By Dov Lieber and Eric Cortellessa, JPOST—
The Hamas terror group swiftly rejected statements made by Palestinian leader Mahmoud Abbas with US President Donald Trump Wednesday, saying he had no authority to negotiate on behalf of the Palestinians.
“No one has authorized Mahmoud Abbas to represent the Palestinian people and no one is obligated to any position he’s issued,” Hamas spokesperson Sami Abu Zuhri wrote on Twitter.
“We reject Abbas’s statement that all final status issues are solvable, because national rights belong to all Palestinians and no one person can relinquish them,” he added.
In his comments Wednesday, Abbas laid out the Palestinian priorities for reaching a peace deal, including on so-called final status issues such as borders and Jerusalem.
“Our strategic option is to bring about peace based on the vision of the two-state , a Palestinian state with its capital of East Jerusalem that lives in peace and stability with the state of Israel, based on the borders of 1967,” he said.
Abbas also told Trump that under his stewardship a peace agreement could be reached.
“We believe that we are capable and able to bring about success to our efforts, because, Mr. President, you have the determination and you have the desire to see if come to fruition and become successful,” Abbas told Trump.

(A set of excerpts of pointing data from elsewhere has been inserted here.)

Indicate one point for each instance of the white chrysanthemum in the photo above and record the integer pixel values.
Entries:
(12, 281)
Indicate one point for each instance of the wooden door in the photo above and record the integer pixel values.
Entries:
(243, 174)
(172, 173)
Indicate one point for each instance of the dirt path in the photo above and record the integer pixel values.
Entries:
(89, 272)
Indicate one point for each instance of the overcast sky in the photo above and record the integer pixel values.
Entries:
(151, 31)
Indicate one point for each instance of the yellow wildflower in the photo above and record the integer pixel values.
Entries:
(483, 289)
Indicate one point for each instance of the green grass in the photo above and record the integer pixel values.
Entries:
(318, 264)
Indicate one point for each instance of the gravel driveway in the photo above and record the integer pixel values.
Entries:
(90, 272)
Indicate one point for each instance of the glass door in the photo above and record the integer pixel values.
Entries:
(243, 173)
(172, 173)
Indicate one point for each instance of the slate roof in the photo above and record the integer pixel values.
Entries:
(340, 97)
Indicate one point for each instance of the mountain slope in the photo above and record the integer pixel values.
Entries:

“I also believe that we will be able to solve the issue of the refugees and the issue of the prisoners, according to the terms of international law.”
Although Zuhri did not point to any specific positions offered by Abbas on Wednesday, his comments appeared to be total a rejection of any peace deal with Israel, which Hamas remains committed to destroying.
In a new policy document unveiled Monday, Hamas said that while it would accept a Palestinian state in the West Bank and Gaza Strip, it still remains opposed to a Jewish state within the pre-1967 armistice lines, calling the establishment of Israel “illegal.”
On Tuesday, outgoing Hamas leader Khaled Mashaal told CNN that the document was an opportunity for Trump to broker an “equitable solution” to the Palestinian conflict.
When asked if he really believed Trump was up to the task, Mashaal said he believed the current administration has a “greater threshold for boldness” than its predecessors.
The new platform, which was posted online in English, was presented at a time of escalating tensions between Hamas and Fatah. Hamas drove out forces loyal to Abbas in its 2007 takeover of Gaza, a year after defeating Fatah in Palestinian parliament elections. Reconciliation efforts have failed.
Earlier Wednesday, a senior PA official said that Abbas will stop paying for electricity in the power-starved Gaza Strip and “dry up” the flow of funds to the territory’s Hamas rulers.
Hussein al-Sheikh, head of the PA’s Civil Affairs Department, said Hamas profits because it collects electricity payments from Gaza residents. “We are not going to continue financing the Hamas coup in Gaza,” he told the Voice of Palestine radio station.
Gaza residents have been enduring worsening power cuts — a result of border blockades by Israel and Egypt that were triggered by the Hamas takeover. Residents currently live with rolling blackouts — six hours on, 12 hours off — that have further crippled an economy devastated by conflict.